Molycorp shares fell 29 cents, or 3.23 percent, Thursday to close at $8.68 in regular trading on the New York Stock Exchange. The stock had hit an all-time low of $8.64 a share during the day.
But in after-hours trading, Molycorp's stock rose 59 cents, or 6.8 percent, to reach $9.27 at 6 p.m. PDT.
Investors saw hope in the statements by Molycorp CEO Mark Smith in a conference call with analysts. He suggested some companies had started buying fresh supplies of rare earth after months of using what they had stored.
"Several of our customers continue to work to deplete large volumes of stockpiles," Smith said. "We are seeing signs these companies are coming back into the market."

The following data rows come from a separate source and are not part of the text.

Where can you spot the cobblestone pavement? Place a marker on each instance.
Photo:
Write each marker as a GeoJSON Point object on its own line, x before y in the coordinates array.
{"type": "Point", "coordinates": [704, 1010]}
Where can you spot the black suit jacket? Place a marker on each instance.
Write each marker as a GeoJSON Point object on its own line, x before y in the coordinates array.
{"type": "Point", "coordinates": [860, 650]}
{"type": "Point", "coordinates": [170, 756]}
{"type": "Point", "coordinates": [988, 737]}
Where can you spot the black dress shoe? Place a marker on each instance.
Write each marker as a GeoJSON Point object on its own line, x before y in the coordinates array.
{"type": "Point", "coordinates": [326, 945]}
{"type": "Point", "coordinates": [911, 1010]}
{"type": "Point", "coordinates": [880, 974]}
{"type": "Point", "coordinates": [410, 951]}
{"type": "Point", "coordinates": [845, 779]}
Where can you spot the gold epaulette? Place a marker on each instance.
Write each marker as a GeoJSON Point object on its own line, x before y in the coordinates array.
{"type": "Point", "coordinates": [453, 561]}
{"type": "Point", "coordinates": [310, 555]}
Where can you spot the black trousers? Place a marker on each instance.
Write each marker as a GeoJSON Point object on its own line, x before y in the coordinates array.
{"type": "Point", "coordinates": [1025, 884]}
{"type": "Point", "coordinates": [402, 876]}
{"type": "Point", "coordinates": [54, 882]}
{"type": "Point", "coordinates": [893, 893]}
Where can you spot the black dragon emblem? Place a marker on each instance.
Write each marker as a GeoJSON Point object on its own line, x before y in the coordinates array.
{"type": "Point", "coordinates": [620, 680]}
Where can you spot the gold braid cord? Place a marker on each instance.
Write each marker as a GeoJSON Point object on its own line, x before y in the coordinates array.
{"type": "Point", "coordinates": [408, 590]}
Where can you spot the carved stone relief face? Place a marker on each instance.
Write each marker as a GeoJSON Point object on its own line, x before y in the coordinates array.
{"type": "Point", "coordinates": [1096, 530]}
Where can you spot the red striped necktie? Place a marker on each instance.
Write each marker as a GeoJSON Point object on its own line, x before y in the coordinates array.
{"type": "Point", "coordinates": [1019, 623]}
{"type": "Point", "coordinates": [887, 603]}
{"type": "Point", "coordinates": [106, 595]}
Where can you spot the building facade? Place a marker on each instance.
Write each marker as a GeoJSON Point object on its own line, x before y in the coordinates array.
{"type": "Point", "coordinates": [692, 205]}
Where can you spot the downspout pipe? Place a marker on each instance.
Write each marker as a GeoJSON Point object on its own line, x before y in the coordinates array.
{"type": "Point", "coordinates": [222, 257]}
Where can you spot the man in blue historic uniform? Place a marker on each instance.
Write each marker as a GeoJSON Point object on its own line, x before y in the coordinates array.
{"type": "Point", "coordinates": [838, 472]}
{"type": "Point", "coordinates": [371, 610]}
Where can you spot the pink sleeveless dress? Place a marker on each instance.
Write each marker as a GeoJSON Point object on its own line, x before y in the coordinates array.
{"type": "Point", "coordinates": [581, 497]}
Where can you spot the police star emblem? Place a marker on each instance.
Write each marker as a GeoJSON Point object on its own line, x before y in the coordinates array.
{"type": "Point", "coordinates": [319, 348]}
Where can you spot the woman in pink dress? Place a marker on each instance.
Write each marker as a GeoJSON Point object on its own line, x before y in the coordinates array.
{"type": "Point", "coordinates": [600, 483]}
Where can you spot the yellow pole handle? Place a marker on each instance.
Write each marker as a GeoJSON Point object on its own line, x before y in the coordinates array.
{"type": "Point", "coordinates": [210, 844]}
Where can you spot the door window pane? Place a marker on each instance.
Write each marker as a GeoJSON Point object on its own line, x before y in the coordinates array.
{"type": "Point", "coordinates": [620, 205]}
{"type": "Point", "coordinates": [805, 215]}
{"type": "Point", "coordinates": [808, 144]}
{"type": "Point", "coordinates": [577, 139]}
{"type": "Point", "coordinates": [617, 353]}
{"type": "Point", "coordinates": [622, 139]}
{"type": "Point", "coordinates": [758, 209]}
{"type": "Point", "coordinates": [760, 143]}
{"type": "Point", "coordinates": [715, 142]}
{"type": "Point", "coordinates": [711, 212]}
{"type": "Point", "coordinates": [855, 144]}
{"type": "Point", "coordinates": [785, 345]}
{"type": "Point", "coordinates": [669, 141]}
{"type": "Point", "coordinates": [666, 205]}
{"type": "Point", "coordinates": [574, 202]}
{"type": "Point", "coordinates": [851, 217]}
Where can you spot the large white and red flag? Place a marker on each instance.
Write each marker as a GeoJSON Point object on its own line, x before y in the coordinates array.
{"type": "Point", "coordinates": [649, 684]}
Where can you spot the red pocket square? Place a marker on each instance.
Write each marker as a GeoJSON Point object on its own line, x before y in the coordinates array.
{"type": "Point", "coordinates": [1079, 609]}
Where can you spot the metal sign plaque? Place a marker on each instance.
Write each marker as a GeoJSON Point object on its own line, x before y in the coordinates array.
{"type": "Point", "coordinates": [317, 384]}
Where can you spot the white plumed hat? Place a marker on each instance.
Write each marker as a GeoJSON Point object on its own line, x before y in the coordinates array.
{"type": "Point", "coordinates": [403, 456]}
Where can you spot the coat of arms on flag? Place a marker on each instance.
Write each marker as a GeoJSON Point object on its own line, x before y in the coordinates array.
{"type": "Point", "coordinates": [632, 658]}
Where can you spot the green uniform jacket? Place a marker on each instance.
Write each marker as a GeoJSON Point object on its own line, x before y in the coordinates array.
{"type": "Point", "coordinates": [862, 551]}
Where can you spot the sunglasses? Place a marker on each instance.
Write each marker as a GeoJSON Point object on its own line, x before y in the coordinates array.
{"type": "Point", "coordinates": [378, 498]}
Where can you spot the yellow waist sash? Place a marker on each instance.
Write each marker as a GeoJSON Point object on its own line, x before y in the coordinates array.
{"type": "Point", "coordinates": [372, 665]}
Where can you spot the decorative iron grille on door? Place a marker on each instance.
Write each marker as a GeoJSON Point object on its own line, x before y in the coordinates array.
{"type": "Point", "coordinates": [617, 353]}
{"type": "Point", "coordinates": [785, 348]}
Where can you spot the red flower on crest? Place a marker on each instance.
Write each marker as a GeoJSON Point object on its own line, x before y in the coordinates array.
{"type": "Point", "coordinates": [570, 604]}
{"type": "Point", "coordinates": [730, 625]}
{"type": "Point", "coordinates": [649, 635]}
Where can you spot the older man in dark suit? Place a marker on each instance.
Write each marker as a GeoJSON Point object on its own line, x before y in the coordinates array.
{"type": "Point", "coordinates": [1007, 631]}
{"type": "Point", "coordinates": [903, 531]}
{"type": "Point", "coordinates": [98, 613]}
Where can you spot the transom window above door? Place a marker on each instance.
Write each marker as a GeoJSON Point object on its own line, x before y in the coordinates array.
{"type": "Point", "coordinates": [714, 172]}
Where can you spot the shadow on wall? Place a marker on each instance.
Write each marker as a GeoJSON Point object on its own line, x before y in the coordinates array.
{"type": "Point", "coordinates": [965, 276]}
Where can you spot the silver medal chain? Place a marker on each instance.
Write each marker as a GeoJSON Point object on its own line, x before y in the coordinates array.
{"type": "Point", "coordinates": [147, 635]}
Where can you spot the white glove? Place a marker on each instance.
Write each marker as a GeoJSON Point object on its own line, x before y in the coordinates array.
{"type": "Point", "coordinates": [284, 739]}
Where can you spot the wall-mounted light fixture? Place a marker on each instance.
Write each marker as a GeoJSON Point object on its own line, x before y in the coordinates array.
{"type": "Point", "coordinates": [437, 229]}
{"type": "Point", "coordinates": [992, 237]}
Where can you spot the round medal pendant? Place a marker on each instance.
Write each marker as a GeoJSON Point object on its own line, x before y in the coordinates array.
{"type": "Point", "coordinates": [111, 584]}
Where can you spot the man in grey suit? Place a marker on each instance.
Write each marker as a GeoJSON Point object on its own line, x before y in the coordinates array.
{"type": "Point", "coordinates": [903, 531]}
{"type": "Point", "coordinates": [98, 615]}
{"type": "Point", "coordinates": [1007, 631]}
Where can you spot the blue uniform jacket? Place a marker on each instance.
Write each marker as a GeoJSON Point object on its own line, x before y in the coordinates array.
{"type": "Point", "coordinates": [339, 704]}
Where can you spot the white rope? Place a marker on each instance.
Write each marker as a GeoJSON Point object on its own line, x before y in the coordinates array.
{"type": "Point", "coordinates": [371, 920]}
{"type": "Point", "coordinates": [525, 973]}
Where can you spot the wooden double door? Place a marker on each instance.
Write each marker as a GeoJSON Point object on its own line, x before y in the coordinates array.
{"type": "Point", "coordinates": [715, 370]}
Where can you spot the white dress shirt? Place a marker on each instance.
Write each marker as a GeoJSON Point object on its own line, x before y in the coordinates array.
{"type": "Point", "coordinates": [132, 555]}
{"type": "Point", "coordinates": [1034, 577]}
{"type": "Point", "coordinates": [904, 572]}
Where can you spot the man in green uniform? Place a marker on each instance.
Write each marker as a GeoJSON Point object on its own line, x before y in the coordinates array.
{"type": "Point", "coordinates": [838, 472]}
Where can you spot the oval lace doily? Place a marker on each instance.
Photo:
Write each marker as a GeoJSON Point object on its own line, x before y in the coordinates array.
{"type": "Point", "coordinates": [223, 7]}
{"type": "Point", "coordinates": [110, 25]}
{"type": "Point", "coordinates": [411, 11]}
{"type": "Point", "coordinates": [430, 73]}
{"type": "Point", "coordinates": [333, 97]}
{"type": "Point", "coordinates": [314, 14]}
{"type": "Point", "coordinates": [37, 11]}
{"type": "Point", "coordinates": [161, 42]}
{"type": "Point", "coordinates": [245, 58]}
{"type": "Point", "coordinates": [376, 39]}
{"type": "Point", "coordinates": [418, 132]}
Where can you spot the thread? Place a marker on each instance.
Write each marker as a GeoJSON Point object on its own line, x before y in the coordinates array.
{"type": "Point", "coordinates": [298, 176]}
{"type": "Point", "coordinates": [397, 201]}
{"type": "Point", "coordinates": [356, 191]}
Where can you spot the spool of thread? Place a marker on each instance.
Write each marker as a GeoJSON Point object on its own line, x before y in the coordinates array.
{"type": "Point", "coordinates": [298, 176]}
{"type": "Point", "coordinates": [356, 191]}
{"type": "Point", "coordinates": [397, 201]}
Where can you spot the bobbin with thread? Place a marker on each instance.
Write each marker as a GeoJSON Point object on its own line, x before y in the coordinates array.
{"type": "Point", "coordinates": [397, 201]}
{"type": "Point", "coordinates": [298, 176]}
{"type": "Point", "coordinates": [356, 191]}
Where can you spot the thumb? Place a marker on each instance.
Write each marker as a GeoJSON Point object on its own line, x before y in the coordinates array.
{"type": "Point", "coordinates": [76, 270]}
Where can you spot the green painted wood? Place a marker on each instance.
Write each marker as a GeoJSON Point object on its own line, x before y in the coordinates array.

Rare earths, in tiny quantities, improve the performance of magnets critical to products ranging from cellphones to laser-guided bombs to windmills. Tightening exports from China, which accounts for 97 percent of the world's supply, led to a rare-earths bubble last year.
As the world economy slowed, demand for rare earths has dropped even as new production sources came on line. The average selling price for ores mined at Mountain Pass has plummeted to $25 per kilogram from $125 a year ago, leading to a corresponding 83 percent drop in revenues to $20.9 million from the location.
The stock price has suffered, too, falling from a peak of $79.16 in May 2011, the height of the bubble.
This led attorneys representing several shareholders to file a class action lawsuit against Molycorp early this year, contending that management had fraudulently hyped the company's prospects. The company has denied any misrepresentations to Wall Street.
The mine now has 365 full-time employees, triple the number a year ago during construction. The large majority of those people commute from Las Vegas.
Smith revealed that what has been dubbed Project Phoenix, a combination of new and refurbished facilities and expansion of the mine, would run about $150 million overbudget. The company has blamed the overrun on allegedly defective work by contractor M&K Chemical Engineering Consultants Inc., which was sued last week in federal court in Colorado.